James Dumesic and George Huber are now both at the University of Wisconsin-Madison leading a team of researchers demonstrating how C5 sugars derived from hemicellulose can be converted into a high-quality petroleum refinery feedstock via a four-step catalytic process. Go Badgers! What a team!
They’re not making crude oil as such, rather they’ve built up a substitute petroleum product consisting of normal, branched and cyclic alkanes up to 31 carbons in length and is similar in composition to feedstocks produced in a petroleum refinery today from crude oil. Of great interest is the process can be tuned to adjust the size of the liquid alkanes.

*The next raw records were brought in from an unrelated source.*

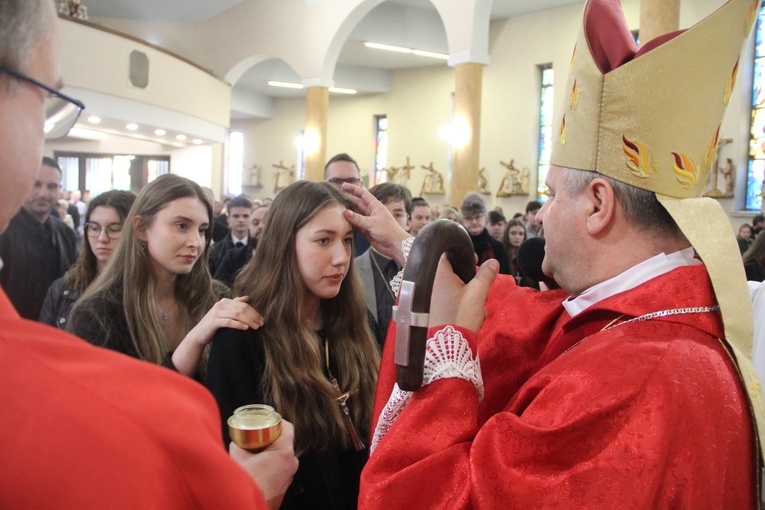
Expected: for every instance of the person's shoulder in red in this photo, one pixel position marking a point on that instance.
(85, 427)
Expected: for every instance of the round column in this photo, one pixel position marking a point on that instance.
(467, 130)
(315, 136)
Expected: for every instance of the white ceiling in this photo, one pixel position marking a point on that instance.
(199, 10)
(408, 23)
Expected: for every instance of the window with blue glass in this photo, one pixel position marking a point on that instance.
(545, 129)
(756, 170)
(381, 148)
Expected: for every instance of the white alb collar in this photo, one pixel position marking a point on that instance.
(629, 279)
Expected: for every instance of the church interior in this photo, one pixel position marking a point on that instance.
(245, 96)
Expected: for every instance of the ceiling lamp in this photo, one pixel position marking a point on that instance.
(401, 49)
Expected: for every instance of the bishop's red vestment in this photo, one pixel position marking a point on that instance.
(576, 412)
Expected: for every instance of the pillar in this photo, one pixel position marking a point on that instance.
(315, 136)
(467, 124)
(658, 17)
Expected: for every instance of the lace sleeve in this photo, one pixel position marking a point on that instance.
(395, 283)
(447, 355)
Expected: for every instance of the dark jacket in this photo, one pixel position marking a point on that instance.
(754, 272)
(34, 254)
(59, 302)
(486, 247)
(233, 262)
(219, 250)
(328, 480)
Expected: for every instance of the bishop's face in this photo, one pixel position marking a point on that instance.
(564, 219)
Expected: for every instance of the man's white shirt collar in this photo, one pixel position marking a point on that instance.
(629, 279)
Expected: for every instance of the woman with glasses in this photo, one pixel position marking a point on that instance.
(103, 227)
(155, 299)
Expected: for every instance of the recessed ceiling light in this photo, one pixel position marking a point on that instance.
(400, 49)
(285, 84)
(338, 90)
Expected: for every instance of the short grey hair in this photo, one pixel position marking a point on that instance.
(641, 207)
(472, 205)
(23, 24)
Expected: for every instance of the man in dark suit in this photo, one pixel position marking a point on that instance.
(375, 269)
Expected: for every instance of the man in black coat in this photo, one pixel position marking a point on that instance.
(37, 248)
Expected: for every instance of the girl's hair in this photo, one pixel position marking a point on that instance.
(294, 378)
(512, 251)
(128, 279)
(756, 252)
(85, 269)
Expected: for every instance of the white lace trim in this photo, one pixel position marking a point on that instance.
(395, 283)
(396, 403)
(447, 355)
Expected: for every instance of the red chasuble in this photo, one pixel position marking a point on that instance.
(577, 413)
(84, 427)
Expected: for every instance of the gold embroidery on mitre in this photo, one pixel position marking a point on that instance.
(755, 389)
(640, 159)
(709, 156)
(573, 102)
(686, 170)
(731, 82)
(751, 17)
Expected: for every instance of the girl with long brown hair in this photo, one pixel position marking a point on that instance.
(316, 360)
(155, 299)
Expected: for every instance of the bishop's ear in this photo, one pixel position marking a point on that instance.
(600, 193)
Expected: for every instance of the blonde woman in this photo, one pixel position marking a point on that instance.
(316, 360)
(155, 299)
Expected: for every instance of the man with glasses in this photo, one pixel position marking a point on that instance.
(340, 169)
(81, 426)
(473, 210)
(37, 248)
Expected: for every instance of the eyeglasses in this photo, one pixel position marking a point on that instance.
(113, 231)
(61, 111)
(470, 219)
(338, 181)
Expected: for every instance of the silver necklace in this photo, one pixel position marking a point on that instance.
(162, 312)
(652, 315)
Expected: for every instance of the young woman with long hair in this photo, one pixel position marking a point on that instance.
(315, 360)
(512, 237)
(103, 227)
(155, 299)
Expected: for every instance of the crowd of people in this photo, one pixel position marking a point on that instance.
(626, 385)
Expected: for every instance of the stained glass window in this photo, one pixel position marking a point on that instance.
(381, 148)
(545, 129)
(754, 177)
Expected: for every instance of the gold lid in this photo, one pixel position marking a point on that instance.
(254, 426)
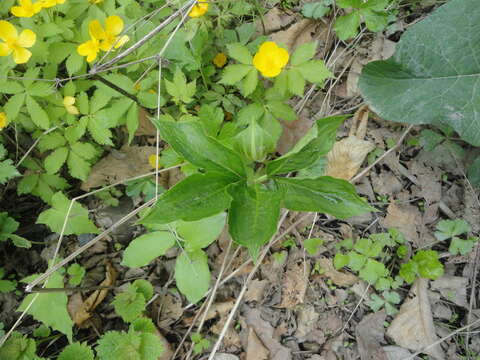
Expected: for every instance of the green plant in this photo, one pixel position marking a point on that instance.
(392, 87)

In the first step furfural – a highly promising feedstock for biofuel production – is produced from the acid-catalyzed dehydration of hemicellulose-derived sugar streams in a biphasic reactor. The second step is the aldol condensation of furfural with acetone in a THF solvent and using a NaOH catalyst to produce highly conjugated C13 compounds along with some oligomeric adducts formed through Michael addition reactions.
Next, the conjugated compounds are hydrogenated with a Ru/Al2O3 catalyst forming both the fully hydrogenated form of the C13 oligomers and also forming larger oligomers by Diels–Alder reactions. The extent of Diels–Alder reactions can be tuned by changing the temperature and feed concentration, thereby adjusting the distribution of liquid alkanes that can be produced.
In the last step, a bi-functional catalyst Pt/SiO2–Al2O3 is used for hydrodeoxygenation to produce the liquid alkanes or more specifically, fluid catalytic cracker cycle oil substitutes, having carbon numbers up to C31.
The result from a simple biorefinery model shows that about 55% of a furfural–acetone mixture (in a 10:3 weight ratio) can be converted into cycle oils while also producing other refinery products such as gasoline and natural gas.
The research was done using homogeneous catalysts, or catalysts of one chemistry and one reaction. The authors expect that new generations of solid heterogeneous (multiple chemistries and reactions) catalysts might more efficiently convert biomass resources into these targeted products. In the paper the team suggests new catalysts will likely be developed by understanding the fundamental chemical reactions, developing new synthesis techniques, using modern computational tools, and using in situ spectroscopy techniques.
It looks like they’re on their way as the last step in the report is a bi-catalyst.
The research is worthy news on more than one front. Dumesic and Huber are at the same university for one. They’ve launched into multiple reaction catalysts for two. They have lab product in hand for three. The process chemistry for building biofuels may well be very far ahead of the feedstock issues very soon.
There in lies the problem. Coming up with the sugar streams made from hemicellulose is still a major chemical, logistical and economic problem. Getting the farming, transport, precursor chemistry and treatment in a market situation is a huge task needing very attractive incentive for long terms.
The research is so new that no estimates of costs or operating expenses are known. Yet the basic nature of the work is very encouraging.
Two of the cleverest guys in biofuels are on the same campus. There is certainly more, much more, to come.